Step 1: Understanding the Concept:
A series resistor \(R_S\) is used to drop the excess voltage from the source to prevent the LED from drawing too much current and burning out. The parallel Zener diode in the given circuit diagram is reverse-biased and does not conduct below its breakdown, meaning all current flows through the LED branch.
Step 2: Key Formula or Approach:
LED parameters: \(P = V_{\text{LED}} \times I\)
Voltage loop (KVL): \(V_{\text{source}} = V_{R_s} + V_{\text{LED}}\)

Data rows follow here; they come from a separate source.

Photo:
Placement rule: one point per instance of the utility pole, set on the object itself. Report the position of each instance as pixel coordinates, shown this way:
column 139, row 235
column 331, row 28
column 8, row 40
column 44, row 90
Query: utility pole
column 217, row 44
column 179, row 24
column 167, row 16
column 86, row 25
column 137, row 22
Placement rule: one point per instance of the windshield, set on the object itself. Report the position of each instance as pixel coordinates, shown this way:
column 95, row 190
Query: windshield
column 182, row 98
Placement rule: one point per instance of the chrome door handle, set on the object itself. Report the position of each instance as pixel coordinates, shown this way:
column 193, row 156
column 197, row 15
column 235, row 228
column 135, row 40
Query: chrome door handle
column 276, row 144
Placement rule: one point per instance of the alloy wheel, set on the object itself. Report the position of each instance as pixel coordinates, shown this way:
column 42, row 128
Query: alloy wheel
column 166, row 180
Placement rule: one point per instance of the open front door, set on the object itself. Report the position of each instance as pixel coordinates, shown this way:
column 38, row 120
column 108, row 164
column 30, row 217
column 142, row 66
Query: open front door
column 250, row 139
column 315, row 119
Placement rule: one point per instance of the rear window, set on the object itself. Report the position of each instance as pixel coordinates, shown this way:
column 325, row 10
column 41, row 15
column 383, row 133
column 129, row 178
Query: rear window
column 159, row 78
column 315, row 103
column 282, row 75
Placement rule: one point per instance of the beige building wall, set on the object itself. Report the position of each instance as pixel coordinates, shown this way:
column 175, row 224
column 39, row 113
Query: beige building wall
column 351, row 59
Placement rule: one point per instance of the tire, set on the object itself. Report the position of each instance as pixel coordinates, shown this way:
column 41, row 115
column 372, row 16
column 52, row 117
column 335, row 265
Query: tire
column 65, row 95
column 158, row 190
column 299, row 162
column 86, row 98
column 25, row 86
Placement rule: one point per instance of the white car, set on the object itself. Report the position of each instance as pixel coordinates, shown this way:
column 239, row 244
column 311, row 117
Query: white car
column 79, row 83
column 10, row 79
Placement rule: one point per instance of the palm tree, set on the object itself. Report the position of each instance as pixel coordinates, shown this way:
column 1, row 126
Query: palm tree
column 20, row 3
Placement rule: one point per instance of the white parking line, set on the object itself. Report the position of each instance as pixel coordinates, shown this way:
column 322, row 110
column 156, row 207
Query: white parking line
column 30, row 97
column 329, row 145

Ohm's Law: \(R_S = \frac{V_{R_s}}{I}\)
Step 3: Detailed Explanation:
Calculate the operating voltage of the LED:
\[ V_{\text{LED}} = \frac{P}{I} = \frac{2}{0.5} = 4 \, \text{V} \]
The source voltage is \(5 \, \text{V}\). The series resistor \(R_S\) must drop the remainder of the voltage:
\[ V_{R_s} = V_{\text{source}} - V_{\text{LED}} = 5 \, \text{V} - 4 \, \text{V} = 1 \, \text{V} \]
Calculate the required resistance using Ohm's Law:
\[ R_S = \frac{V_{R_s}}{I} = \frac{1 \, \text{V}}{0.5 \, \text{A}} = 2 \, \Omega \]
Step 4: Final Answer:
The minimum resistance is \(2\Omega\).